Will Cuylle plays the puck. (Brad Penner / USA Today)

The kids

Cuylle’s confidence and impact haven’t waned a bit to start this season and he capped off a noticeable night with a deflection goal that made it 5-0, his third on the year. You would never have believed, after the wave of youth that’s become part of the Rangers core the last 4-5 years, that they would have yet another impact rookie join the club, but Cuylle has found his niche as a high-motor, in-your-face player who has a deft touch around the net. He buried Shayne Gostisbehere with a big hit by the bench in the first and knocked over Moritz Seider, a big kid, in the second.

Cuylle’s deflection came off a Zac Jones shot and Jones, who struggled mightily in his first two appearances this season, looked a different player on Tuesday. Smart decisions with the puck, confident moves in the offensive zone and no mixups with partner Braden Schneider. “I thought that pair was excellent,” Laviolette said afterward. “I thought they had a major impact on the game.”

Special teams

If your team’s combined percentages on the power play and penalty kill are over 100, you’re usually in good shape. Over 105 and you’re in great shape. The Rangers’ totals after Tuesday: a shade over 120 (34.2 percent PP, 86.1 percent PK). It’s early, but this team is humming on both special teams.

The power play demoralized the Wings on Tuesday, scoring 12 and 28 seconds into back-to-back advantages after Detroit couldn’t get anything going with three power plays in the first 22 minutes of the game. Erik Gustafsson made a very Fox-like play with a wrist shot to find Chris Kreider’s deflection in front, just the way you’d want Gustafsson to fill Fox’s skates on PP1.
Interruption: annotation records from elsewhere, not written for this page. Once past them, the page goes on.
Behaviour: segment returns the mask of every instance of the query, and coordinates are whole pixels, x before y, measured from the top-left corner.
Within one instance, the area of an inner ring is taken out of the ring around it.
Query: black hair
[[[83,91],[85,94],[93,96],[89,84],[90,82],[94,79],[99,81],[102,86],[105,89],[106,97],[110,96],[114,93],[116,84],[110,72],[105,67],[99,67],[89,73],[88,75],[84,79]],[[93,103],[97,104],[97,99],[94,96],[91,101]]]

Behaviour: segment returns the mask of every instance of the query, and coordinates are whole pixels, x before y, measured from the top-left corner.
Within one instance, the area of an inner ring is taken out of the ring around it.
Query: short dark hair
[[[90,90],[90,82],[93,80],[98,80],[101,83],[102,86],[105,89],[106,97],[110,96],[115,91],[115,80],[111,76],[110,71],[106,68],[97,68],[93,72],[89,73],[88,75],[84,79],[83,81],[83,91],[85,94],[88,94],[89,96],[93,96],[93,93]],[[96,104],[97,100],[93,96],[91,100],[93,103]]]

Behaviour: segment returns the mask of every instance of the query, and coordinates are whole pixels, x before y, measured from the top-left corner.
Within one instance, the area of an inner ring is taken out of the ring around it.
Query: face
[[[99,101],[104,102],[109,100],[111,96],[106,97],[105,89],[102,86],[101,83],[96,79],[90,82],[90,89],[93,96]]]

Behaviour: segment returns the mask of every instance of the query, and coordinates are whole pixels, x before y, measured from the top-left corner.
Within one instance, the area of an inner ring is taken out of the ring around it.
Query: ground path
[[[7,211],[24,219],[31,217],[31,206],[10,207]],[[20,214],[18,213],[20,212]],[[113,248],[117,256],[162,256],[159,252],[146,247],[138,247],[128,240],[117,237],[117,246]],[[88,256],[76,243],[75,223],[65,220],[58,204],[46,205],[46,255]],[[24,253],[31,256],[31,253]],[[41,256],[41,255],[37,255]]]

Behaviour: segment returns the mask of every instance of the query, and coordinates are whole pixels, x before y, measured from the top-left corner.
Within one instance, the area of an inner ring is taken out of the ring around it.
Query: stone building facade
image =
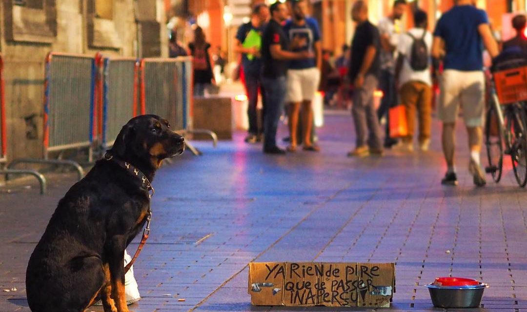
[[[2,0],[8,158],[42,156],[50,52],[166,57],[165,18],[163,0]]]

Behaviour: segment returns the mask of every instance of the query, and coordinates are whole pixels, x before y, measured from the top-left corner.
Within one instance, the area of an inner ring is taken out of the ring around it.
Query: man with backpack
[[[415,110],[418,112],[419,148],[428,150],[432,125],[432,78],[430,76],[430,51],[432,34],[426,31],[426,13],[417,10],[414,13],[414,28],[399,38],[399,56],[395,66],[395,81],[402,104],[406,108],[408,135],[403,138],[402,147],[414,149],[414,124]]]

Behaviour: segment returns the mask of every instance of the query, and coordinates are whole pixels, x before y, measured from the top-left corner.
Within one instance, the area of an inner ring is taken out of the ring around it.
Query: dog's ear
[[[112,154],[123,156],[126,153],[126,142],[130,142],[132,140],[131,138],[134,134],[133,125],[128,123],[123,126],[119,134],[117,135],[115,142],[113,143],[113,146],[111,149]]]

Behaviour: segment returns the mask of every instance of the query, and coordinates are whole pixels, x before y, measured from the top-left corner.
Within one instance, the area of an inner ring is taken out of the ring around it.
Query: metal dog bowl
[[[481,302],[486,284],[460,286],[441,286],[433,283],[425,285],[430,292],[434,307],[438,308],[476,308]]]

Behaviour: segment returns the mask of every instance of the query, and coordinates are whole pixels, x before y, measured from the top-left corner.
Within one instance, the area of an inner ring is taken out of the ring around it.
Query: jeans
[[[386,136],[385,140],[389,140],[389,125],[388,110],[397,105],[397,90],[395,89],[395,79],[394,74],[389,71],[383,70],[380,72],[379,79],[379,88],[382,91],[384,95],[380,101],[380,106],[377,110],[377,115],[380,120],[384,116],[386,116]]]
[[[249,133],[258,135],[262,133],[261,127],[264,126],[264,116],[265,115],[266,96],[265,92],[261,85],[261,78],[259,73],[244,73],[245,74],[245,89],[249,99],[247,108],[247,116],[249,117]],[[258,88],[261,89],[262,109],[261,123],[258,127],[258,113],[256,106],[258,103]]]
[[[276,146],[276,131],[286,100],[286,76],[262,77],[262,84],[267,100],[264,116],[264,149]]]

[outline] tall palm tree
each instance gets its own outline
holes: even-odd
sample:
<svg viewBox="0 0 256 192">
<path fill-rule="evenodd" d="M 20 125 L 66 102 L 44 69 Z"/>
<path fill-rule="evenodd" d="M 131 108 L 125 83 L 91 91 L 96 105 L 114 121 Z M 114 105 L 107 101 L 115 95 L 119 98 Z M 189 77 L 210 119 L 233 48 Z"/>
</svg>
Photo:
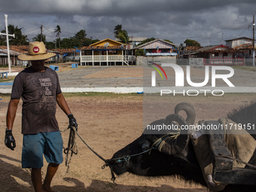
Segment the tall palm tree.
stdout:
<svg viewBox="0 0 256 192">
<path fill-rule="evenodd" d="M 78 32 L 75 35 L 75 38 L 76 39 L 78 39 L 80 42 L 80 44 L 81 46 L 84 45 L 85 42 L 86 42 L 86 36 L 87 35 L 87 34 L 86 34 L 85 30 L 81 29 L 79 32 Z"/>
<path fill-rule="evenodd" d="M 32 38 L 32 41 L 41 41 L 41 34 L 38 34 L 35 37 Z M 42 35 L 42 41 L 43 41 L 44 44 L 47 43 L 46 42 L 46 37 L 44 34 Z"/>
<path fill-rule="evenodd" d="M 114 27 L 114 36 L 115 35 L 117 35 L 119 32 L 122 30 L 122 25 L 117 25 Z"/>
<path fill-rule="evenodd" d="M 121 43 L 127 44 L 129 42 L 128 32 L 126 30 L 120 30 L 114 37 L 119 38 Z"/>
<path fill-rule="evenodd" d="M 10 36 L 10 44 L 11 45 L 24 45 L 28 44 L 29 39 L 27 38 L 27 35 L 23 35 L 21 29 L 22 28 L 18 28 L 18 26 L 14 27 L 14 25 L 8 25 L 8 34 L 14 34 L 15 37 Z M 6 30 L 2 30 L 2 32 L 5 33 Z M 2 41 L 6 41 L 6 38 L 2 38 Z"/>
<path fill-rule="evenodd" d="M 54 32 L 56 32 L 57 34 L 56 35 L 56 37 L 59 38 L 59 48 L 60 48 L 60 37 L 59 35 L 61 33 L 61 29 L 59 25 L 56 26 L 56 29 L 54 29 Z"/>
</svg>

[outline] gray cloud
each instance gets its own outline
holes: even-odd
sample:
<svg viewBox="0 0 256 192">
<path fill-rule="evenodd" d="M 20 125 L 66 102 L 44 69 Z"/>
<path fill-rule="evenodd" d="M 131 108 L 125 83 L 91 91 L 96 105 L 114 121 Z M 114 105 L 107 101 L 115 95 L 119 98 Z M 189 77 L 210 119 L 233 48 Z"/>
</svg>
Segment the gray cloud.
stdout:
<svg viewBox="0 0 256 192">
<path fill-rule="evenodd" d="M 55 39 L 59 25 L 61 38 L 85 29 L 87 37 L 114 38 L 114 28 L 121 24 L 133 37 L 169 39 L 175 44 L 190 38 L 202 45 L 217 44 L 237 35 L 252 37 L 254 0 L 41 0 L 1 1 L 0 29 L 8 23 L 23 27 L 29 39 L 41 25 L 47 41 Z M 2 19 L 1 19 L 2 18 Z M 31 31 L 33 29 L 38 29 Z M 223 33 L 223 35 L 222 35 Z"/>
</svg>

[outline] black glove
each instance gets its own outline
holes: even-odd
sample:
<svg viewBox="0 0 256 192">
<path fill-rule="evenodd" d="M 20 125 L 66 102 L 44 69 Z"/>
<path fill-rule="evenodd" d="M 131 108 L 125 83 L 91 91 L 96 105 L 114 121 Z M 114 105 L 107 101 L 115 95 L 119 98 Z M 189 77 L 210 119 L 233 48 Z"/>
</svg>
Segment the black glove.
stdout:
<svg viewBox="0 0 256 192">
<path fill-rule="evenodd" d="M 8 148 L 11 148 L 12 151 L 14 151 L 14 148 L 16 147 L 15 139 L 13 136 L 11 130 L 6 130 L 5 131 L 5 144 L 6 147 L 8 147 Z"/>
<path fill-rule="evenodd" d="M 69 128 L 73 126 L 75 127 L 75 130 L 78 131 L 78 123 L 72 114 L 68 114 L 68 117 L 69 118 Z"/>
</svg>

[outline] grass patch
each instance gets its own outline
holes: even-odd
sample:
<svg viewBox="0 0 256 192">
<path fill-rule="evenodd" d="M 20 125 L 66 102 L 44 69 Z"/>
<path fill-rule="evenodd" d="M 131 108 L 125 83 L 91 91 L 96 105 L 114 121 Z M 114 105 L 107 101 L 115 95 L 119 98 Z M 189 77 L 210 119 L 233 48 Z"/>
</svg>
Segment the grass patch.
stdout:
<svg viewBox="0 0 256 192">
<path fill-rule="evenodd" d="M 239 70 L 243 70 L 243 71 L 248 71 L 248 72 L 256 72 L 256 68 L 255 66 L 231 66 L 233 69 L 239 69 Z"/>
<path fill-rule="evenodd" d="M 78 96 L 78 97 L 84 97 L 84 96 L 104 96 L 109 98 L 118 98 L 123 96 L 138 96 L 143 97 L 143 94 L 137 94 L 137 93 L 97 93 L 97 92 L 88 92 L 88 93 L 63 93 L 63 96 L 65 97 L 72 97 L 72 96 Z"/>
</svg>

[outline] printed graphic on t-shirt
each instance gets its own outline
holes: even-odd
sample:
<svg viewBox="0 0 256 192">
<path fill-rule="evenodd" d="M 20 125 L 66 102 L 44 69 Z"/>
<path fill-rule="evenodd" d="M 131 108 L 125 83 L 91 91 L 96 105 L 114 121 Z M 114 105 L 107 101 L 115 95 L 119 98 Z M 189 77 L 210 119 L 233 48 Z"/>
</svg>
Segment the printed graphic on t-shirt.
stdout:
<svg viewBox="0 0 256 192">
<path fill-rule="evenodd" d="M 41 91 L 41 95 L 52 96 L 53 93 L 49 90 L 49 87 L 53 84 L 50 81 L 50 78 L 39 78 L 40 84 L 44 87 L 44 91 Z"/>
</svg>

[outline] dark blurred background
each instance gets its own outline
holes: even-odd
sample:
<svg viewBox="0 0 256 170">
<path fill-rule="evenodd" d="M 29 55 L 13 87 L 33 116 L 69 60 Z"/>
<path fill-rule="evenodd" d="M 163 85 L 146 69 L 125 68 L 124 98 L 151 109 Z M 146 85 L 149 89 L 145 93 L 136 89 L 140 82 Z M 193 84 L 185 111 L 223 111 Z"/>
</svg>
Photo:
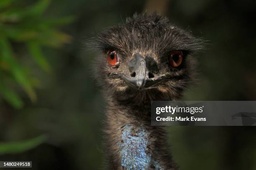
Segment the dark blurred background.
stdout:
<svg viewBox="0 0 256 170">
<path fill-rule="evenodd" d="M 184 100 L 256 99 L 256 1 L 1 0 L 0 160 L 33 169 L 104 168 L 104 101 L 84 42 L 156 10 L 209 40 Z M 181 170 L 256 170 L 253 127 L 168 128 Z"/>
</svg>

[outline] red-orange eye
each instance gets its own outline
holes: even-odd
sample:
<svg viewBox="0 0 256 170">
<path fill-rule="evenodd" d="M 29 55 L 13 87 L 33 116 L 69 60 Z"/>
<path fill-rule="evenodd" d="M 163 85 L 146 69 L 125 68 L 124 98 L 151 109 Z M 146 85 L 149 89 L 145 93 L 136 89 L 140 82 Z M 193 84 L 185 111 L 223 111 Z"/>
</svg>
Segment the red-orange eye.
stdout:
<svg viewBox="0 0 256 170">
<path fill-rule="evenodd" d="M 177 67 L 182 61 L 182 52 L 180 50 L 172 51 L 169 55 L 168 60 L 169 64 L 172 67 Z"/>
<path fill-rule="evenodd" d="M 107 60 L 110 65 L 115 65 L 118 61 L 116 52 L 115 51 L 108 52 L 107 55 Z"/>
</svg>

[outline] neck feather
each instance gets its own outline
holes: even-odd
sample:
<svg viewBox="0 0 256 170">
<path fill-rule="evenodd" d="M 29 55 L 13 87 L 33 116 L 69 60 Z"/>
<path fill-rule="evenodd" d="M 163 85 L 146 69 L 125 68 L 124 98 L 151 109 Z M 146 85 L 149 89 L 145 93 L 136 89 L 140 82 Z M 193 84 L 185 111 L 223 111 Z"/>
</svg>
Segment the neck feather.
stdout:
<svg viewBox="0 0 256 170">
<path fill-rule="evenodd" d="M 176 169 L 167 153 L 165 130 L 151 125 L 148 103 L 108 101 L 105 131 L 112 169 Z"/>
</svg>

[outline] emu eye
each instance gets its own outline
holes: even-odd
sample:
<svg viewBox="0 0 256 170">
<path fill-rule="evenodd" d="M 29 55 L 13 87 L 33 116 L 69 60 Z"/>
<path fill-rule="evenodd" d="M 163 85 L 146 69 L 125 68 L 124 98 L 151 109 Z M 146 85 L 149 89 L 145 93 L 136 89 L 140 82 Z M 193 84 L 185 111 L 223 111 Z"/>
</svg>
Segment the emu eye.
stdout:
<svg viewBox="0 0 256 170">
<path fill-rule="evenodd" d="M 116 52 L 115 51 L 108 52 L 107 55 L 107 60 L 110 65 L 115 65 L 118 62 Z"/>
<path fill-rule="evenodd" d="M 168 61 L 169 64 L 174 67 L 177 67 L 182 61 L 183 54 L 180 50 L 174 50 L 171 52 L 169 55 Z"/>
</svg>

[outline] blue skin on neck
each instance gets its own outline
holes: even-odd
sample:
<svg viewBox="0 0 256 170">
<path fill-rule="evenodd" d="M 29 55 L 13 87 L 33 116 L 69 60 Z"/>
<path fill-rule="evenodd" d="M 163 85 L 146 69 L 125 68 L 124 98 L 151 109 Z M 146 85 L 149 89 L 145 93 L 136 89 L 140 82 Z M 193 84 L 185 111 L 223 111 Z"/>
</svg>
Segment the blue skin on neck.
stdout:
<svg viewBox="0 0 256 170">
<path fill-rule="evenodd" d="M 128 124 L 122 129 L 121 140 L 118 143 L 122 166 L 127 170 L 146 170 L 152 167 L 156 170 L 164 170 L 147 151 L 150 142 L 144 127 L 136 128 L 136 131 L 133 132 L 132 126 Z"/>
</svg>

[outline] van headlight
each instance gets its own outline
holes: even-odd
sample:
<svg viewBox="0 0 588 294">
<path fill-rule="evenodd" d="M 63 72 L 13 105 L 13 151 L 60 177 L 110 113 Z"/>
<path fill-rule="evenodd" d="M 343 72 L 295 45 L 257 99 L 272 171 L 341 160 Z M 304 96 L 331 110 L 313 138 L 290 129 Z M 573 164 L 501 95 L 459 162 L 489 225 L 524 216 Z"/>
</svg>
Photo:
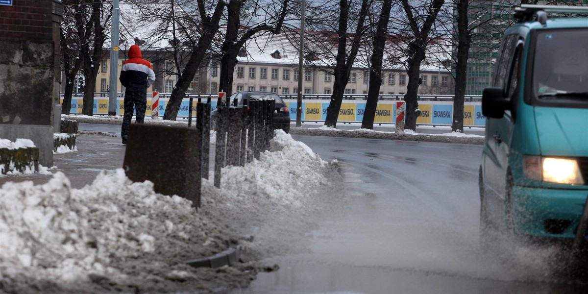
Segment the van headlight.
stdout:
<svg viewBox="0 0 588 294">
<path fill-rule="evenodd" d="M 584 185 L 576 159 L 533 155 L 523 156 L 524 175 L 532 180 L 571 185 Z"/>
</svg>

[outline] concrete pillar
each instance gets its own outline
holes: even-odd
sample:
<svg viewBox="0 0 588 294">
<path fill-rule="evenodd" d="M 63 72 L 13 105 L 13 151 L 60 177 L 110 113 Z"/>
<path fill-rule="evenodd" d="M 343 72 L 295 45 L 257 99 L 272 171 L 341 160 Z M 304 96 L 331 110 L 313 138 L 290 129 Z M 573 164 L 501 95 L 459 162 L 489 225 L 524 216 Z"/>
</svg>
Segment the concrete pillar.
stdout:
<svg viewBox="0 0 588 294">
<path fill-rule="evenodd" d="M 53 166 L 62 11 L 59 0 L 0 5 L 0 138 L 32 140 L 45 166 Z"/>
</svg>

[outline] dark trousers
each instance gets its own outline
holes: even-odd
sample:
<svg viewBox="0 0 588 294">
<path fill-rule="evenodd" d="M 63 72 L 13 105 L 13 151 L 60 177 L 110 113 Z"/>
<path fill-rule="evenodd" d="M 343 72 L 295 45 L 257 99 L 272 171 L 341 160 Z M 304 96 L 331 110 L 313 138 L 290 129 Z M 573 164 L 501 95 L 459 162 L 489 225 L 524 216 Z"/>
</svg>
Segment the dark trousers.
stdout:
<svg viewBox="0 0 588 294">
<path fill-rule="evenodd" d="M 126 139 L 129 138 L 129 128 L 133 118 L 133 108 L 135 108 L 135 122 L 143 123 L 147 110 L 147 93 L 140 91 L 127 89 L 125 91 L 125 115 L 122 117 L 122 128 L 121 136 Z"/>
</svg>

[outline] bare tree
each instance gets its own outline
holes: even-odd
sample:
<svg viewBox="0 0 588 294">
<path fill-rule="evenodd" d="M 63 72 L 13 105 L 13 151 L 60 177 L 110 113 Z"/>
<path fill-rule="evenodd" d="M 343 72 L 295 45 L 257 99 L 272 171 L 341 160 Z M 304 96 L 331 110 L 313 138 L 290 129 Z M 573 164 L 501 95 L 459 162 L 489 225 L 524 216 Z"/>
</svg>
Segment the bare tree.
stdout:
<svg viewBox="0 0 588 294">
<path fill-rule="evenodd" d="M 365 112 L 362 121 L 362 129 L 373 129 L 373 121 L 377 107 L 378 97 L 380 95 L 380 86 L 382 85 L 382 64 L 384 57 L 384 48 L 386 46 L 387 36 L 388 23 L 390 22 L 390 11 L 392 6 L 392 0 L 383 0 L 382 3 L 377 25 L 374 34 L 373 48 L 369 66 L 369 86 L 368 90 L 368 99 L 366 101 Z"/>
<path fill-rule="evenodd" d="M 411 32 L 410 35 L 406 36 L 410 41 L 406 51 L 408 84 L 404 98 L 406 109 L 405 127 L 414 131 L 416 129 L 415 111 L 418 106 L 417 94 L 420 65 L 426 57 L 427 45 L 432 39 L 429 36 L 431 28 L 445 0 L 431 0 L 430 2 L 425 1 L 420 2 L 422 5 L 416 8 L 409 3 L 409 0 L 401 0 L 401 2 L 408 22 L 409 31 Z M 419 12 L 419 11 L 422 11 L 422 14 Z M 415 15 L 415 12 L 417 14 Z"/>
<path fill-rule="evenodd" d="M 220 45 L 220 80 L 219 89 L 226 92 L 227 96 L 230 96 L 232 91 L 233 75 L 237 64 L 237 56 L 241 50 L 244 49 L 245 43 L 254 38 L 258 33 L 269 32 L 278 34 L 282 28 L 284 19 L 289 12 L 289 0 L 276 2 L 260 2 L 249 1 L 251 6 L 249 9 L 252 11 L 262 11 L 249 15 L 252 19 L 247 19 L 249 24 L 246 26 L 242 26 L 242 18 L 243 5 L 247 0 L 231 0 L 228 6 L 226 32 L 225 39 Z M 278 9 L 270 10 L 272 8 Z M 259 18 L 260 15 L 263 18 Z M 255 22 L 251 24 L 252 22 Z M 227 99 L 227 103 L 229 103 Z M 219 101 L 220 103 L 220 101 Z"/>
<path fill-rule="evenodd" d="M 63 107 L 61 113 L 69 115 L 71 108 L 72 95 L 74 93 L 74 80 L 82 67 L 82 59 L 80 58 L 80 42 L 89 38 L 91 30 L 87 29 L 85 25 L 78 25 L 75 15 L 83 13 L 82 5 L 76 5 L 79 1 L 75 0 L 64 0 L 64 19 L 61 23 L 60 32 L 61 46 L 61 64 L 65 75 L 65 86 L 64 93 Z M 86 29 L 83 29 L 84 28 Z M 83 29 L 83 36 L 79 37 L 79 29 Z"/>
<path fill-rule="evenodd" d="M 82 71 L 85 85 L 82 114 L 92 115 L 96 78 L 100 61 L 103 57 L 103 45 L 106 38 L 105 27 L 110 20 L 110 12 L 102 2 L 86 0 L 81 2 L 78 6 L 83 13 L 76 12 L 75 18 L 77 24 L 86 24 L 85 26 L 80 25 L 78 28 L 79 40 L 83 41 L 80 43 L 80 58 L 82 60 Z"/>
<path fill-rule="evenodd" d="M 333 93 L 330 103 L 327 108 L 327 116 L 325 125 L 335 127 L 341 103 L 343 102 L 343 91 L 349 78 L 351 68 L 353 66 L 355 58 L 361 45 L 362 35 L 365 29 L 365 19 L 369 11 L 369 7 L 373 0 L 362 0 L 361 8 L 357 18 L 355 32 L 350 36 L 348 32 L 349 28 L 350 9 L 355 2 L 352 0 L 340 0 L 338 28 L 337 29 L 337 55 L 334 71 L 335 81 L 333 85 Z M 351 45 L 348 46 L 348 39 L 350 39 Z"/>
<path fill-rule="evenodd" d="M 194 78 L 196 71 L 199 68 L 205 54 L 210 49 L 215 35 L 218 32 L 219 24 L 226 4 L 225 1 L 219 1 L 213 9 L 208 9 L 203 0 L 198 0 L 197 2 L 197 11 L 200 16 L 199 21 L 201 23 L 200 27 L 202 28 L 200 38 L 188 54 L 188 62 L 172 91 L 169 102 L 163 114 L 163 119 L 175 121 L 178 116 L 178 112 L 184 95 Z M 208 15 L 209 10 L 213 11 L 212 16 Z"/>
<path fill-rule="evenodd" d="M 74 79 L 80 69 L 83 73 L 83 106 L 82 113 L 93 112 L 96 78 L 103 56 L 105 28 L 111 14 L 101 1 L 65 0 L 62 24 L 61 49 L 65 71 L 65 96 L 62 112 L 69 113 Z"/>
</svg>

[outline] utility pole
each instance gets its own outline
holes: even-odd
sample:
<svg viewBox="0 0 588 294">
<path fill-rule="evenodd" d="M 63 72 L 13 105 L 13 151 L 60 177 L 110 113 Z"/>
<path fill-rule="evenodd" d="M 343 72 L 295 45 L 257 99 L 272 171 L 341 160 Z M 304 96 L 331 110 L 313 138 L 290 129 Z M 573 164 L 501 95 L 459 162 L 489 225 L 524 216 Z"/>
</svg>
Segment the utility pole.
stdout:
<svg viewBox="0 0 588 294">
<path fill-rule="evenodd" d="M 302 78 L 304 77 L 304 8 L 306 6 L 305 0 L 302 0 L 302 8 L 300 18 L 300 55 L 298 58 L 298 101 L 296 105 L 296 126 L 302 125 Z"/>
<path fill-rule="evenodd" d="M 116 92 L 118 91 L 118 29 L 121 10 L 119 0 L 112 2 L 112 30 L 111 33 L 111 72 L 108 86 L 108 115 L 116 115 Z"/>
</svg>

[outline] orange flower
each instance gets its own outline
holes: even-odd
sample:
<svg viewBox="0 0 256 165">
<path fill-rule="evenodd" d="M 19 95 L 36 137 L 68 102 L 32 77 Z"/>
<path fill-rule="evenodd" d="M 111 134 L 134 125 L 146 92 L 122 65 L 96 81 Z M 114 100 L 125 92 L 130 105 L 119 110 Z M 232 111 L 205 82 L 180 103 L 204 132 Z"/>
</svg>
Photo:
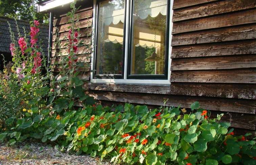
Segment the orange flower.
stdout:
<svg viewBox="0 0 256 165">
<path fill-rule="evenodd" d="M 141 144 L 146 144 L 146 143 L 147 143 L 147 139 L 144 139 L 143 140 L 143 141 L 141 142 Z"/>
<path fill-rule="evenodd" d="M 146 129 L 147 129 L 148 127 L 147 127 L 147 126 L 146 125 L 145 125 L 144 127 L 143 127 L 143 129 L 145 130 Z"/>
<path fill-rule="evenodd" d="M 90 126 L 90 125 L 91 125 L 91 123 L 90 122 L 87 122 L 86 124 L 85 124 L 85 127 L 86 128 L 87 128 L 88 127 Z"/>
<path fill-rule="evenodd" d="M 119 150 L 119 153 L 121 154 L 121 153 L 124 153 L 124 152 L 125 152 L 125 150 L 126 150 L 126 148 L 124 148 L 123 149 L 121 148 L 121 149 L 120 149 L 120 150 Z"/>
<path fill-rule="evenodd" d="M 128 134 L 124 134 L 123 136 L 121 136 L 121 137 L 124 138 L 124 137 L 127 137 L 127 136 L 130 136 L 130 135 Z"/>
<path fill-rule="evenodd" d="M 138 143 L 138 142 L 139 142 L 139 141 L 140 141 L 140 140 L 139 140 L 138 139 L 136 139 L 133 141 L 134 141 L 135 143 Z"/>
<path fill-rule="evenodd" d="M 147 153 L 146 153 L 145 152 L 145 151 L 144 151 L 144 150 L 142 150 L 142 151 L 141 151 L 141 154 L 144 154 L 145 155 L 147 155 Z"/>
<path fill-rule="evenodd" d="M 201 114 L 201 115 L 206 115 L 207 114 L 207 111 L 203 111 L 203 113 Z"/>
</svg>

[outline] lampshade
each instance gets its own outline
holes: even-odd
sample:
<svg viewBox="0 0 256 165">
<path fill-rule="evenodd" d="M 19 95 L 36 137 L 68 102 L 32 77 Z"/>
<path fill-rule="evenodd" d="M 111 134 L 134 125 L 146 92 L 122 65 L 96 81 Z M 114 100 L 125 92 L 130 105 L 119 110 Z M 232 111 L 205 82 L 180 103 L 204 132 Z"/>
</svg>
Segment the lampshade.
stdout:
<svg viewBox="0 0 256 165">
<path fill-rule="evenodd" d="M 146 58 L 144 60 L 149 61 L 163 61 L 163 59 L 158 56 L 157 54 L 155 52 L 151 54 L 150 57 Z"/>
</svg>

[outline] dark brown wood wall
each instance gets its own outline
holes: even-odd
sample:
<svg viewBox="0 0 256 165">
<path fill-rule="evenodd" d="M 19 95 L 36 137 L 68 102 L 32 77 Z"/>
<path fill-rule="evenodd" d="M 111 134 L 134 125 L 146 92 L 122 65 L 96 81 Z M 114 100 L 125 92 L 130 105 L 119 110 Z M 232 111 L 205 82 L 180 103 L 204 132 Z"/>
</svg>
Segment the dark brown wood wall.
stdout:
<svg viewBox="0 0 256 165">
<path fill-rule="evenodd" d="M 87 93 L 103 105 L 153 108 L 168 99 L 167 106 L 189 108 L 198 101 L 212 116 L 224 113 L 222 121 L 237 132 L 255 136 L 255 6 L 254 0 L 174 0 L 170 85 L 88 83 Z M 92 6 L 84 10 L 91 18 Z M 61 38 L 68 30 L 65 17 L 55 20 Z M 86 20 L 81 30 L 90 29 Z"/>
<path fill-rule="evenodd" d="M 78 47 L 78 50 L 76 55 L 79 56 L 78 60 L 79 61 L 90 62 L 90 58 L 87 58 L 91 56 L 91 49 L 92 25 L 92 6 L 91 5 L 82 6 L 75 12 L 75 15 L 78 16 L 79 21 L 76 22 L 76 28 L 78 27 L 78 32 L 79 35 L 79 41 L 84 41 L 84 46 Z M 69 16 L 67 16 L 68 11 L 65 11 L 64 13 L 56 13 L 53 19 L 54 27 L 53 30 L 52 45 L 52 59 L 51 63 L 53 64 L 57 62 L 59 64 L 61 63 L 61 59 L 57 53 L 60 51 L 63 56 L 68 55 L 67 44 L 69 43 L 68 36 L 71 25 L 71 23 L 67 23 L 70 19 Z M 77 20 L 75 20 L 76 21 Z M 77 31 L 76 30 L 75 32 Z M 58 57 L 57 57 L 58 56 Z M 56 65 L 54 68 L 55 72 L 59 72 L 62 68 L 60 65 Z M 89 68 L 86 70 L 80 69 L 80 72 L 78 76 L 82 79 L 88 80 L 90 78 Z"/>
</svg>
The PK stars were Jacob Trouba, who logged 7:08 on a kill that went 6-for-6, and Ryan Lindgren, who had 6:48. Those two have become the go-to top PK defense pair early on.

His first win as a Ranger at the Garden in his first start, three wins in his first four starts, a .935 save percentage — it’s all coming up Quickie for the old guy in net. In training camp, the thought of Shesterkin having so much as a bad head cold during the season was horrible to think about; now the Rangers can afford to give Shesterkin as much time as he needs to get back from his “minor soreness” designation.

OK, maybe not as much time as he needs, but a week off without the team missing out that much is huge.


Another brief mention of a guy who may end up being the best signing Chris Drury made during his over-30 shopping spree on July 1: Gustafsson now has eight points in 12 games, among the top 25 scorers for defensemen this season, and his expected plus/minus for high- and mid-danger chances was a team-best plus-3.29 (courtesy Clear Sight Hockey) entering Tuesday’s game.

A huge, huge boost for a team that needs exactly what Gustafsson is bringing now with Fox out.